Often, prophecies have double meanings. The surface meaning of these verses may be the end times when God finally sends Satan to the Lake of Fire. But we can apply this personally now, according to the Apostle Paul: “And you, who were dead in trespasses and the uncircumcision of your flesh, God made alive together with him, having forgiven us all our trespasses, having canceled the bond which stood against us with its legal demands; this he set aside, nailing it to the cross.
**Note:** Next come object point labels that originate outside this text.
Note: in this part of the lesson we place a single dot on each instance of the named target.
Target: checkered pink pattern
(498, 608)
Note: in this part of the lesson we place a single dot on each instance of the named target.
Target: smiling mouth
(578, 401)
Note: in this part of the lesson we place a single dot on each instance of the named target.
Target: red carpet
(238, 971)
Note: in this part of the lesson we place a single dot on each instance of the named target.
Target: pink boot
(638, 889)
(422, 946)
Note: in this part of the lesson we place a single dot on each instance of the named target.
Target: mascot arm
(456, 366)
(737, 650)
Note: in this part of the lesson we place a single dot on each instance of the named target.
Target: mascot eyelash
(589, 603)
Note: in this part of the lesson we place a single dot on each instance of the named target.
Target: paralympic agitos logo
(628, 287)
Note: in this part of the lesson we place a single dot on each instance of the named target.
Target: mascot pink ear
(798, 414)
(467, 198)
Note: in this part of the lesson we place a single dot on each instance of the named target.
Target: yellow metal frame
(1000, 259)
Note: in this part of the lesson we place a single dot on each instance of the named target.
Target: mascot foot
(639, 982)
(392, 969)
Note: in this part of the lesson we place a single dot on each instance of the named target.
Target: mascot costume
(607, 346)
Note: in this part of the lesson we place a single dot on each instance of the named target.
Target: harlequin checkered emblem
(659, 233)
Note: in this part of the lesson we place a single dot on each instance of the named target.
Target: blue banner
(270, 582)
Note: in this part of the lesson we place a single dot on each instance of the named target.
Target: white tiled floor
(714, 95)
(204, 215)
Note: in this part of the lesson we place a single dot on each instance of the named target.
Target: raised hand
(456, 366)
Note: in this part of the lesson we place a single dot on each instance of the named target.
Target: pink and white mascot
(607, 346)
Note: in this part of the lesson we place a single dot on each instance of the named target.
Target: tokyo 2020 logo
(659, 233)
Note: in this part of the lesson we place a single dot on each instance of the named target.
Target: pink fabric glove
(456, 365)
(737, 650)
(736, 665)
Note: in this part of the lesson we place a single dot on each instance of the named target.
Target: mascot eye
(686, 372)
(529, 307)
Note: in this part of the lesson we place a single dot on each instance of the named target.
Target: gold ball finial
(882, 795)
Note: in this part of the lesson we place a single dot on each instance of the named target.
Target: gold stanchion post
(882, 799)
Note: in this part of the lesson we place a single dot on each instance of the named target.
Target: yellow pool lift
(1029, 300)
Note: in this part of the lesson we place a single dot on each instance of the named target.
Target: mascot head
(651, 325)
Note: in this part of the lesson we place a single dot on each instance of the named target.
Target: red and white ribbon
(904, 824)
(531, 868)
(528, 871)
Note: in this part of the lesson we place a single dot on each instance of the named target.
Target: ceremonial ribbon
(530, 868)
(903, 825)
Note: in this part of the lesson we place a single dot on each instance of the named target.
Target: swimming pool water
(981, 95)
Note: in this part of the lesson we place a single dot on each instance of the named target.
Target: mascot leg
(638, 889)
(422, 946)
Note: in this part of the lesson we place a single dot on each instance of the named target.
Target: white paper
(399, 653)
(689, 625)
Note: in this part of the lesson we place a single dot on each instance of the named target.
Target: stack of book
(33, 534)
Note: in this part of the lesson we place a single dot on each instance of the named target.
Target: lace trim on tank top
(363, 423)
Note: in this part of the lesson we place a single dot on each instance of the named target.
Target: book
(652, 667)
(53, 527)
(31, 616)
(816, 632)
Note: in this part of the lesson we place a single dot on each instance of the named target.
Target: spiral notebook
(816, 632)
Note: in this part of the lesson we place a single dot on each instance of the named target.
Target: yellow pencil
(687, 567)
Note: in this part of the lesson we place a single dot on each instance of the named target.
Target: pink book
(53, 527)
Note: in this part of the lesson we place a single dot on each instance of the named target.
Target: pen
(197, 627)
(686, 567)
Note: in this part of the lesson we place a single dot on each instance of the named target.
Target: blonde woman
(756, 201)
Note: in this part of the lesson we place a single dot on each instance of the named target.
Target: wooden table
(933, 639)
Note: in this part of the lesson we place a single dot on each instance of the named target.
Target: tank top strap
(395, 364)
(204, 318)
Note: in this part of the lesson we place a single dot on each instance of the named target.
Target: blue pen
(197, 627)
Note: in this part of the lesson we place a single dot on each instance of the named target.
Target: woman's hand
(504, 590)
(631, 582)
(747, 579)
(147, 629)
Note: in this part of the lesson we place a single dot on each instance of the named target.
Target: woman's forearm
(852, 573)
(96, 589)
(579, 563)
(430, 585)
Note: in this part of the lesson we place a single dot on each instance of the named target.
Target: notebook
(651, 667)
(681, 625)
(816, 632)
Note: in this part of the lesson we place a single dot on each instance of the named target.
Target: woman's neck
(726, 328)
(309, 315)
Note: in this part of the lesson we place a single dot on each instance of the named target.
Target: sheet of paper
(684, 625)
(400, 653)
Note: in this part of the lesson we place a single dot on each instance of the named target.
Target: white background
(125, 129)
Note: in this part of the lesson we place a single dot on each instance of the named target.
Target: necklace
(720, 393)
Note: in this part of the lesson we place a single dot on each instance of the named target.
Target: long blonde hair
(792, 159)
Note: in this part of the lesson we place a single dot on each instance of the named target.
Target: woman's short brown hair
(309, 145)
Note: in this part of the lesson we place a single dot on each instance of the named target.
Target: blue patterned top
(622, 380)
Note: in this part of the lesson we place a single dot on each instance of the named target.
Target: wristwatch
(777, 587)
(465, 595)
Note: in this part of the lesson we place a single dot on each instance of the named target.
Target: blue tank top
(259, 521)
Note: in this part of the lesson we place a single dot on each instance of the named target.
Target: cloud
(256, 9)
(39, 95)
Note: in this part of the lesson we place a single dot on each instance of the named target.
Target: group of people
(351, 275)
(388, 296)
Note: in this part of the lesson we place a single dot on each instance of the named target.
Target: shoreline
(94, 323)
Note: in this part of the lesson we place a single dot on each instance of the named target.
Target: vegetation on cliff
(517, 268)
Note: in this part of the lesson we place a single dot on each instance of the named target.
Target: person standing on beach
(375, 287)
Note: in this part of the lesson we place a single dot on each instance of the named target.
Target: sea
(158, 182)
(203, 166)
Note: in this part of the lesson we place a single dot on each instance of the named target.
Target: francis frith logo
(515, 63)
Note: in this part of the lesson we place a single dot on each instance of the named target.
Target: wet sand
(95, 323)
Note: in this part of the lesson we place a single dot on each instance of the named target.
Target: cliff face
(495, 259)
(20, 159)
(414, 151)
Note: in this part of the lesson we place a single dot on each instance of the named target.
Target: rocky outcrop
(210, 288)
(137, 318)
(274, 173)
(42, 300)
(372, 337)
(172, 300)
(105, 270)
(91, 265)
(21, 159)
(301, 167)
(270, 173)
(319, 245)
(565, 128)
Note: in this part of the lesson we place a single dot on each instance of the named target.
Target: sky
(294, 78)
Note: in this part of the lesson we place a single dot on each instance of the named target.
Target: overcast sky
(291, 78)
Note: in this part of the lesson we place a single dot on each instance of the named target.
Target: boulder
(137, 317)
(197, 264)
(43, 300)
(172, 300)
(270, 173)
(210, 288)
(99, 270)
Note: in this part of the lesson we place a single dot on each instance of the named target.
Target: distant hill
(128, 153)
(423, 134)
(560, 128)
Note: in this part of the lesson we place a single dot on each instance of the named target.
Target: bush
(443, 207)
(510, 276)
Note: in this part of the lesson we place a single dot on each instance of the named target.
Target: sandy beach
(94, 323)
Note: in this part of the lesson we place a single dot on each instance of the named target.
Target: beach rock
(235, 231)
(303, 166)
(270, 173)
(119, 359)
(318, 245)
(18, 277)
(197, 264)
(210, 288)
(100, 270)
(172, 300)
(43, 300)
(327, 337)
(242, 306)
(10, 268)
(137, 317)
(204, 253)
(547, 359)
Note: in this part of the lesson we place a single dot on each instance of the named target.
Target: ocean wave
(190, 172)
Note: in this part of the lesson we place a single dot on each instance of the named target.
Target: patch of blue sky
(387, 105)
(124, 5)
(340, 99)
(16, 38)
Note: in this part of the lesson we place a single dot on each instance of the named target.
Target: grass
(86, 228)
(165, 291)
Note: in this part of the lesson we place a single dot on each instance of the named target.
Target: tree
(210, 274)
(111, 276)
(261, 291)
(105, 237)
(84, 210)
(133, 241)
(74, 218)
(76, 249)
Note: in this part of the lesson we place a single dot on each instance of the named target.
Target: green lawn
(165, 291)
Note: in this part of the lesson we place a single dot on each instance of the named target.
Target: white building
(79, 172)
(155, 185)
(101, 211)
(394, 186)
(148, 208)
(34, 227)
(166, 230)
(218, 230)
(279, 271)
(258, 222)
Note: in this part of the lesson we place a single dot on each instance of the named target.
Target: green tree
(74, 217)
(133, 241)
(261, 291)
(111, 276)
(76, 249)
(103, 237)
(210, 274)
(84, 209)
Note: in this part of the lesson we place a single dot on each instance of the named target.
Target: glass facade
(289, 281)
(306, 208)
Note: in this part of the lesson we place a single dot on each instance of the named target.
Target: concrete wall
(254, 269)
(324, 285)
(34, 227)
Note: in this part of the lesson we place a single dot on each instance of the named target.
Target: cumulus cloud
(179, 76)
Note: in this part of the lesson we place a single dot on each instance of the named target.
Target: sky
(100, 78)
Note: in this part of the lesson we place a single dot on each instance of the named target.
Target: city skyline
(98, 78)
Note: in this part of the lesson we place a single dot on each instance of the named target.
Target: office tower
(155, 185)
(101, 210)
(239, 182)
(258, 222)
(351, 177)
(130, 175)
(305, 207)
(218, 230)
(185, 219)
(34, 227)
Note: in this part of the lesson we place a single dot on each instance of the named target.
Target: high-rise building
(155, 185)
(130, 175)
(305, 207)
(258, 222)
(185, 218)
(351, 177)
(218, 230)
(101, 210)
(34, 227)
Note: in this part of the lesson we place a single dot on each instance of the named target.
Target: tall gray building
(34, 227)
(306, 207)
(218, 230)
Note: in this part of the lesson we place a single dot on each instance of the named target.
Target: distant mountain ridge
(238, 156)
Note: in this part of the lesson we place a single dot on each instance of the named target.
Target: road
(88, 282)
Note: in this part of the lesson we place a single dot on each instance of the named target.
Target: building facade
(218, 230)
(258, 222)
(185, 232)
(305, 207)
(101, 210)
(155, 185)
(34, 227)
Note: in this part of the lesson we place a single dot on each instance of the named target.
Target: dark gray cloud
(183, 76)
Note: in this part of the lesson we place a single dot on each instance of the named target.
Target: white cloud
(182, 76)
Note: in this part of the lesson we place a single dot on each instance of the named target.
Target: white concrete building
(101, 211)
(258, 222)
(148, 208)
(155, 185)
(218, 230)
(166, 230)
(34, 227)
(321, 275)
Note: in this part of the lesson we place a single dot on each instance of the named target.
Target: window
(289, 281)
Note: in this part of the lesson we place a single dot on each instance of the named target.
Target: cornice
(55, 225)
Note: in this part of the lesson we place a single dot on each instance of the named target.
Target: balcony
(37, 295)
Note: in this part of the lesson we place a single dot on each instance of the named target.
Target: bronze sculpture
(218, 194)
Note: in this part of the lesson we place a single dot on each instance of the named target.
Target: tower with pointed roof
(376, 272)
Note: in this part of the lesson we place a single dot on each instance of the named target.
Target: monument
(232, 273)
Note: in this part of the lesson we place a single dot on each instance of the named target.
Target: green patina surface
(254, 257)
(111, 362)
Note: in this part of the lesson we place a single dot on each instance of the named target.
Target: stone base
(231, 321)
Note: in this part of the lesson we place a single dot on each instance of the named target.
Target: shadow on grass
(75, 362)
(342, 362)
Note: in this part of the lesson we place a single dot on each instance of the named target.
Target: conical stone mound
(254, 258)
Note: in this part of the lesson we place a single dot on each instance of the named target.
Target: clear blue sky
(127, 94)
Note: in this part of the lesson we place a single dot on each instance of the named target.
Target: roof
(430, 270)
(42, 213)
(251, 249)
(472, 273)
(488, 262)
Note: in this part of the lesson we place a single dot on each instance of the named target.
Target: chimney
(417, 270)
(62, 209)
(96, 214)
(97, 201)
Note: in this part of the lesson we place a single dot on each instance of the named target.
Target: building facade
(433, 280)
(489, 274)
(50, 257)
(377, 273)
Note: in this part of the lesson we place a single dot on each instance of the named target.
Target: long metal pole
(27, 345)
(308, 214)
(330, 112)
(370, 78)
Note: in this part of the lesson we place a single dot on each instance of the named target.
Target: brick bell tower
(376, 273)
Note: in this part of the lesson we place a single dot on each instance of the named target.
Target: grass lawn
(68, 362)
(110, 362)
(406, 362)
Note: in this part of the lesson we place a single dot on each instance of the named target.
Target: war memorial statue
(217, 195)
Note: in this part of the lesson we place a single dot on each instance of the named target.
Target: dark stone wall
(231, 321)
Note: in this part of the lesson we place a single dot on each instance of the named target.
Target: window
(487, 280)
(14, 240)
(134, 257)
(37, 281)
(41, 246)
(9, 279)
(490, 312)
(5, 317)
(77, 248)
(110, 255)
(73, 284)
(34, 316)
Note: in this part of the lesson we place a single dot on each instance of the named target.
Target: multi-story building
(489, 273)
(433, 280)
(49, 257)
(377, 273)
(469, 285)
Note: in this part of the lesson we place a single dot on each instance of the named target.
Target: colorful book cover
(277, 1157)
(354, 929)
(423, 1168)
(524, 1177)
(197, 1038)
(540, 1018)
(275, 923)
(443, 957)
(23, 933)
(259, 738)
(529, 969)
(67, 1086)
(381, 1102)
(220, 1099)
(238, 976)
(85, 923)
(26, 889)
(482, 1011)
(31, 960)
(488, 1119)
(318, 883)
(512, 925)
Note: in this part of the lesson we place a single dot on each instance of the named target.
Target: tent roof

He disarmed the principles and powers and made a public example of them, (Col.2:13-15, RSV).
In other words, “In this way, God took away Satan’s power to accuse you of sin, and God openly displayed to the whole world Christ’s triumph at the cross where your sins were all taken away,” (Col. 2:15, LB).
The song in Isaiah 27:2-6 celebrates the intimacy between God, the deliverer and caretaker, and his people after the “vineyard” has been restored. But earlier, God had to prune and weed them. God’s purpose in pruning (judging) Israel was not to get rid of them but to cleanse them of idolatry and other wickedness. They needed to repent.
So also with us. The results of God’s pruning will be fruitfulness. Even when our suffering is not due to God’s pruning, yielding to him in trust is wise because he is trustworthy and always loving. This is explained in a beautiful way in 1 Peter 4:12-16 and 5:10. LB.
The following poem illustrates a heart that yields to God in trust.
Lord, Be the Ruler
Lord, be the ruler of my heart. I yield the throne to Thee.
I pray no selfishness nor pride, nor treasures that I see,
usurp the throne or take command to lead my flesh astray.
May you be King, and Lord of all that’s in my life today.
Lord, be the ruler of my soul. My thoughts, so often wrong,
can keep me out of touch with you. The devil’s pull is strong.
Yet, stronger still, your pull of love has led me here today
to ask you, Lord, to take control. Yes, be my King today.